Imagine you could hand off a mountain of tedious technical work to an AI assistant before you go to bed — and wake up to find it done. That's roughly what DeepSeek-TUI is built for.
It's a free, open-source tool made by an independent developer named Hunter Bown. It uses an AI model called DeepSeek V4, which has an unusually large memory — it can hold the equivalent of about 750,000 words in its head at once. That means it can look at an entire software project, not just a single file, and make changes across all of it in one go.
Running AI agents on big tasks can get expensive fast. The benchmarks here suggest DeepSeek-TUI costs roughly 90 to 100 times less than using Claude Opus for the same work. That's the difference between a task costing €50 and costing fifty cents.
For a founder or agency owner, that changes what's actually worth automating. Bulk work that would have felt wasteful to hand to an AI suddenly becomes very reasonable.

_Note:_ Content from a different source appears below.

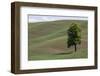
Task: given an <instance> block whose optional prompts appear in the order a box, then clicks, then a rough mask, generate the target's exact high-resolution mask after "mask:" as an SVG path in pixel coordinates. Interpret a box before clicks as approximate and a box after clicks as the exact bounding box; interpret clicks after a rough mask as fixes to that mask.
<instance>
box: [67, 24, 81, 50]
mask: <svg viewBox="0 0 100 76" xmlns="http://www.w3.org/2000/svg"><path fill="white" fill-rule="evenodd" d="M67 34H68V40H67V45H68V48H70V47H71V46H75V51H76V50H77V47H76V46H77V44H80V43H81V29H80V25H79V24H77V23H72V24H71V26H70V27H69V29H68V31H67Z"/></svg>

You probably won't run this yourself — it lives in a developer's world. But if you work with a developer or technical co-founder, it's worth asking whether they know about it. Tasks like cleaning up old code, updating dependencies across a whole project, or running nightly checks could become something that just... happens, quietly, while you sleep.
Something to sit with: What's the most repetitive technical task your team does every week that nobody loves doing?
Context window — How much an AI can "read" at once before it forgets earlier parts. Bigger windows mean it can work with more material without losing track.
Open-source — The code is free and public. Anyone can inspect it, use it, or improve it.
AI agent — An AI that doesn't just answer questions — it takes actions, like editing files or running checks, on its own.
Benchmark — A test used to compare tools side by side, usually measuring speed, quality, or cost.